Gypsies, tramps, and thieves
We’d hear it from the people of the town
They’d call us gypsies, tramps, and thieves
But every night all the men would come around
And lay their money down…
Gypsies, Tramps And Thieves – Cher
In the first half of the 20th century, many of the great American playwrights such as O’Neill, Miller and Williams dealt with the fraught relationships between fathers and sons. In James Purdy’s play The Paradise Circus, we see the familiar theme of estrangement as a result of different expectations of life.

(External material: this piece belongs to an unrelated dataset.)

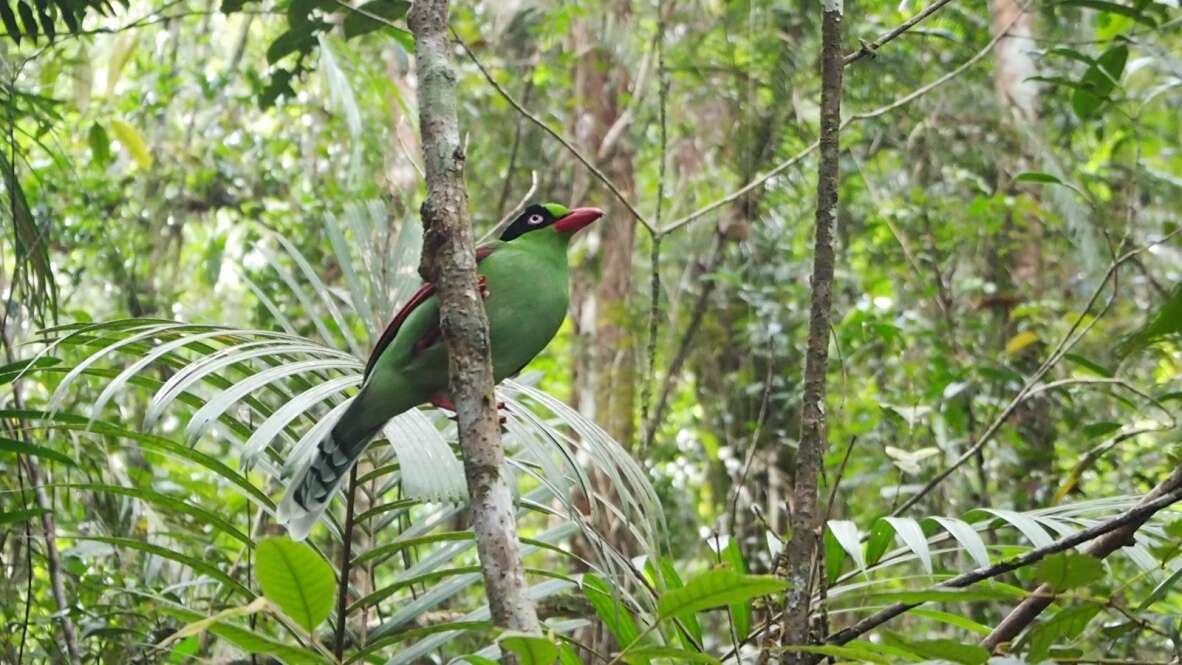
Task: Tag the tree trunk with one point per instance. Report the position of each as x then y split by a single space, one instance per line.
449 262
801 549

Shortly after the end of the First World War, a shadow is cast over the Rawlings household as they mourn the death of the eldest son Rainforth. Arthur (Tim Woodward) is the most deeply affected by Rainforth’s death, holding him as an example of ‘perfection’, whose life was prematurely taken. Unfortunately for Rainforth’s younger brothers Gregory (Joshua Ward) and Joel (Sam Coulson), his achievements are used as a yardstick by their father to measure their ‘worth’ as human beings. Suffice to say, Arthur’s constant comparisons and disparaging remarks perpetuate the distance between the generations. The arrival of Giuseppe Onofrio (Peter Tate) – the owner of a travelling circus with an offer that’s too good to be true – sets events in motion that affect the Rawlings family irrevocably.
L-R: Tim Woodward, Sophie Ward, Sam Coulson and Mark Aiken
Offering an ‘outsider’s’ perspective on the Rawlings is Dr Hallam (Mark Aiken) – the family physician. An astute observer of human behaviour and diplomatic in his demeanour, Hallam’s advice is seldom heeded by Arthur. However, on the other side of the coin there’s Alda Pennington (Sophie Ward) – the local tarot reader and ‘witch’…

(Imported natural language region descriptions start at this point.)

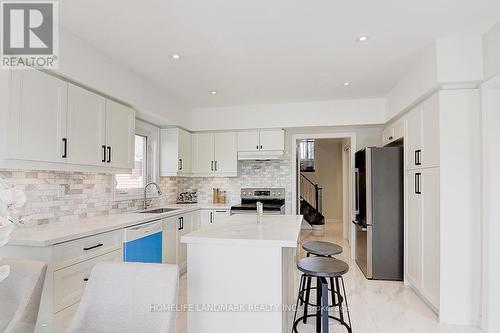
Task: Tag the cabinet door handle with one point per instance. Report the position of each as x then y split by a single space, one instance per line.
92 247
418 154
109 154
65 148
418 178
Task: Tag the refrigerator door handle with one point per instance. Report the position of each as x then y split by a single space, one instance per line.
356 191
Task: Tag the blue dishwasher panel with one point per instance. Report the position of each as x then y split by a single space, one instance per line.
144 249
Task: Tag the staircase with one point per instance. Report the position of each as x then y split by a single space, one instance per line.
311 201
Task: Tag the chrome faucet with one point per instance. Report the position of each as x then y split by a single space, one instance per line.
145 205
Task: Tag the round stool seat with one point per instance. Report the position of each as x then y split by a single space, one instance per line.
322 267
321 248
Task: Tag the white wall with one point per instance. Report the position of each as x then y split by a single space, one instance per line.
460 207
491 199
323 113
419 80
492 52
81 62
448 61
459 59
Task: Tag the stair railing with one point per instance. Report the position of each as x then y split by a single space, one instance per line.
312 193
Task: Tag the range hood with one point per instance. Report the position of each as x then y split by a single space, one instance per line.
260 155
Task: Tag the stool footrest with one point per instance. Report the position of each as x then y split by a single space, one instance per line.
342 322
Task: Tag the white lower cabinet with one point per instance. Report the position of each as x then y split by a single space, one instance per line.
70 282
423 233
63 318
175 252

Easily the most interesting character in the play, nobody likes what Alda has to say, but people always come to her to hear the unadulterated truth. The ‘karmic’ advice she gives (which has a sound psychological basis to it) usually requires people to make the ‘hardest’ choices. Not that they are ever impossible. Just that the ‘sacrifices’ necessary ‘to be whole’ require a person to relinquish the one ‘harmful’ thing they don’t want to live without. While everyone in town knows Alda, she likewise knows all about their deepest, darkest secrets. This places her in a unique position of power in the community – and someone to be ‘feared’. Even Minne Cruickshank (Debra Penny) – Arthur’s ‘virtuous’ housekeeper – has had to rely on Alda in her hour of need, and their exchange in the play says much about the ‘piety’ of the townsfolk and Alda’s station as a ‘necessary evil’…
Under Anthony Biggs’ direction, the ambience of a century ago is conveyed with the use of evocative blues music performed by Salim Sai (who also plays the reporter Ephraim) and Darren Berry. Staging the play ‘in the round’, with the wood chip flooring and a beautfully lit canopy, there is an immediacy to the proceedings and an effortless evocation of yesteryear.

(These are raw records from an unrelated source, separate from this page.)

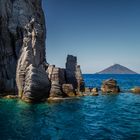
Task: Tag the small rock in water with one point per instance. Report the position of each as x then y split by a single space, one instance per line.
94 90
87 89
68 90
110 86
135 90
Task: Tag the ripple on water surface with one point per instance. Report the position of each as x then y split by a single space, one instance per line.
102 117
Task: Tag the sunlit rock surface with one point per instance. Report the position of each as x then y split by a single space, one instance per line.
22 39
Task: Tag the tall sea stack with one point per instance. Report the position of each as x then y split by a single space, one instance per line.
22 49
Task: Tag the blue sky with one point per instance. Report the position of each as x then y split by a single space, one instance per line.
99 32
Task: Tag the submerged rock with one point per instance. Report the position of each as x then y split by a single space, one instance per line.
135 90
110 86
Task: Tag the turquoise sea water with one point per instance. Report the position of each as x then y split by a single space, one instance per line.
104 117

In terms of the ‘message’ of the play, it is very much a parable on the contrary impulses of human nature. The arcs of the respective characters and their eventual convergence show the interconnectivity of people’s lives and that ‘to know thyself’ is the beginning of true wisdom.
© Michael Davis 2018
The Paradise Circus runs at The Playground Theatre, London until 3rd November.